Search code examples
regexreplacevbscriptsubstitutionmetacharacters

How to Replace with Line Feed in VBScript RegEx


I am using VBScript and have a script that converts an xml to a text file.

I am trying to do a replacement to replace the string ###EntryEnd###\| to a LF character.

I tried \n and \x0a in the replacement pattern but they don't work. The only workaround I found is to use Chr(10) instead.
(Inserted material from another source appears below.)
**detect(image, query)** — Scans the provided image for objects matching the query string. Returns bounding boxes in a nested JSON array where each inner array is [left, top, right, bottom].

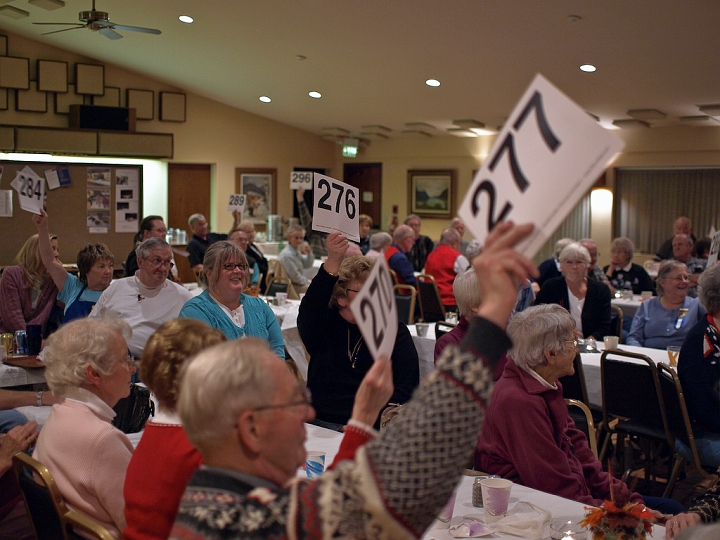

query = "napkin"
[[493, 501, 551, 540]]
I was looking for an answer to this behavior by was not able to find it. Both \n and \x0a should work. Any advice?

Here is the code:

' Method to process the file
Private Function PrepFile(ByVal strInp)
    With New RegExp
        .Global = True
        .Pattern = "\|"
        strInp = .Replace(strInp, "")
        .Pattern = "<xmldoc .*?xml:lang=""([^""]+)"">"
        strInp = .Replace(strInp, "English|$1|Part Of Speech|Note|EngDef|Glossary Definition###EntryEnd###|")
        .Pattern = "<remove>.*?</remove>"
        strInp = .Replace(strInp, "")
        .Pattern = "(<tab/>|</para>)"
        strInp = .Replace(strInp, "|")
        .Pattern = "<[^>]*>"
        strInp = .Replace(strInp, "")
        .Pattern = "\n"
        strInp = .Replace(strInp, "")
        .Pattern = "###EntryEnd###\|"
        strInp = .Replace(strInp, chr(10))
    End With
    PrepFile = strInp
End Function

Sample file snippet:

<?xml version="1.0" encoding="UTF-8"?>
<xmldoc source="" type="TERMS" xml:lang="hu-HU">
<para id="13" name="Entry"><notrans><seg>School Administrator</seg><tab/></notrans><remove>___________</remove><seg>iskolavezető</seg></para>
<para id="14" name="Usage"><notrans><seg> </seg><tab/></notrans><remove>HASZNÁLAT:</remove><seg> </seg></para>
<para id="15" name="EntryText"><notrans><seg> </seg><tab/></notrans><remove>MEGHATÁROZÁS:</remove><seg> </seg></para>
<para id="16" name="Context"><remove>PÉLDA:</remove><remove><seg>Cathy Brown iskolavezető</seg></remove><notrans>###EntryEnd###</notrans></para>
<para id="17" name="Entry"><notrans><seg>School Resource Officer</seg><tab/></notrans><remove>___________</remove><seg>iskolarendőr</seg></para>
<para id="18" name="Usage"><notrans><seg> </seg><tab/></notrans><remove>HASZNÁLAT:</remove><seg> </seg></para>
<para id="19" name="EntryText"><notrans><seg>a law enforcement officer who is responsible for providing security and crime prevention services in schools in parts of the United States and Canada.|</seg><tab/></notrans><remove>MEGHATÁROZÁS:</remove><seg>rendőr, aki azért felelős, hogy az iskolákban biztonsági és bűnmegelőzési feladatokat lásson az Egyesült Államok és Kanada egyes területein.</seg></para>
<para id="20" name="Context"><remove>PÉLDA:</remove><remove><seg>Ocalai iskolarendőrök</seg></remove><notrans>###EntryEnd###</notrans></para>
</xmldoc>

Solution

  • In your question the "problem" (simply wrong assumption) can be found in

    • Both \n and \x0a should work

    The documentation of the Replace method doesn't state that the replacement string allows the usage of escape sequences except the $1, $2, ... references to the capture groups in the regular expression pattern.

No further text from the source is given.